Cuddly Cameron cuddles the fat cats

David Cameron isn’t quite sure whether he is coming or going at the moment.  Today’s interview with the “Real Business” website (who possibly a bit like the Real IRA version of the CBI – who knows?) has him in his “campaign for capitalism” mode of chat.

While he has made great claims that the Tories would “share the proceeds of growth” between tax cuts and spending on public services, he actually tells Real Business that “we’ve said very clearly that we would reduce taxes over the economic cycle”.  But what if the economy goes down the tubes?  Surely he’s not suggesting public spending cuts to ensure he matches this pledge?

But worst of all – and something Labour might want to take note of, Cuddly Cameron commits a future Tory government to opting out of the social chapter. So no more guarantee of freedom of association?  No more guarantee to safe and healthy working conditions?

This policy of chasing a new opt-out actually gives Cameron a more right-wing policy than that under Michael Howard.  How cuddly is that?

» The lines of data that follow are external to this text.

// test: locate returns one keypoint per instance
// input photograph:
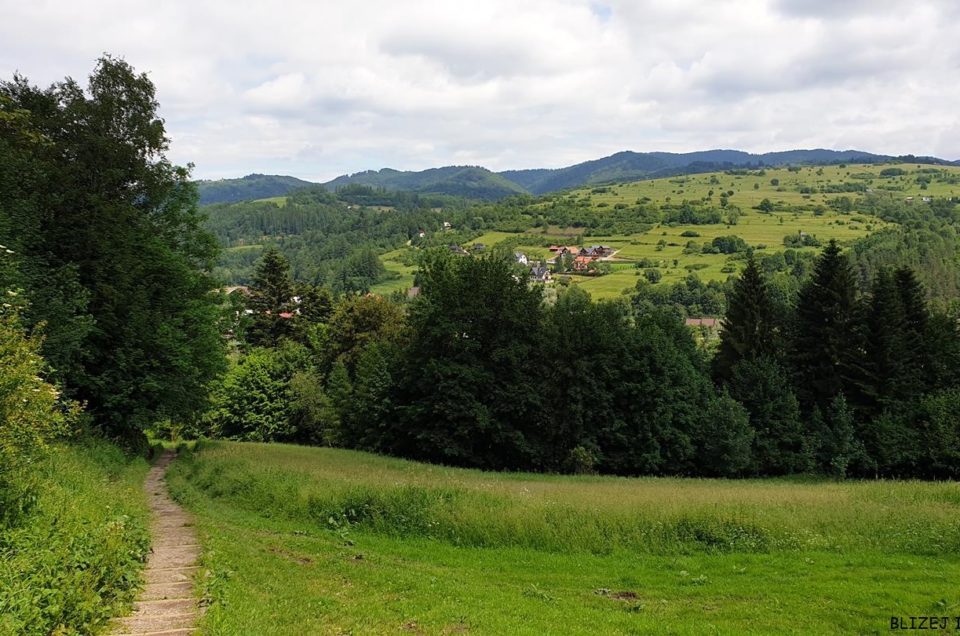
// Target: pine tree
(271, 296)
(881, 368)
(823, 351)
(916, 326)
(749, 327)
(780, 444)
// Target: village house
(583, 263)
(539, 274)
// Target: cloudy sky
(319, 88)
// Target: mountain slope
(631, 166)
(467, 181)
(252, 186)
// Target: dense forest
(838, 378)
(841, 363)
(111, 321)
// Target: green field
(309, 540)
(795, 212)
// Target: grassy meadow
(76, 559)
(799, 206)
(313, 540)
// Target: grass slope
(800, 206)
(465, 181)
(252, 186)
(306, 540)
(76, 560)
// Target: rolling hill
(252, 186)
(467, 181)
(475, 182)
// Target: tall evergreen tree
(271, 299)
(883, 371)
(749, 328)
(823, 351)
(781, 444)
(113, 257)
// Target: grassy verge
(303, 540)
(75, 560)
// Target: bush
(256, 401)
(74, 561)
(30, 416)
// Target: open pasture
(310, 540)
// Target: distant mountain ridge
(479, 183)
(252, 186)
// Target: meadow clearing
(799, 206)
(316, 540)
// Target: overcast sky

3 Responses to Cuddly Cameron cuddles the fat cats

  1. Nick says:

    I also notice that he very strongly hints that corporation tax would be the one that gets cut. “Tax people, not corporations!”

  2. The politicians... says:

    Pledges to opt out of the social chapter are pretty meaningless. There’s only been about 4 laws passed under it and they’re all fairly uncontroversial such as setting up forums in companies between workers and bosses.

    If Dave wants to make a real difference he should pledge to pull out of EU health and safety legislation as well so the UK doesn’t have to apply the working time directive.

    If the politicians want to decide to limit peoples working hours that’s up to them. I would just rather that it was done by the UK parliament rather than in secret deals behind closed doors by politicians we can’t vote out if we disagree. Surely we can all agree with that?

  3. The Daily is indeed no fan of the EU’s “democratic” processes.

    However, Dave isn’t planning to let the UK Parliament protect British workers’ rights. He is (according to this interview) planning to let businesses sign up to a “Code of Conduct” and then let them off the regulations entirely, because they must be jolly nice chaps.

    Also, he’s still quite happy to endorse the tide of neo-liberal legislation protecting businesses that these days emanates from the European Commission – it’s just the bits that protect people he’s objecting to.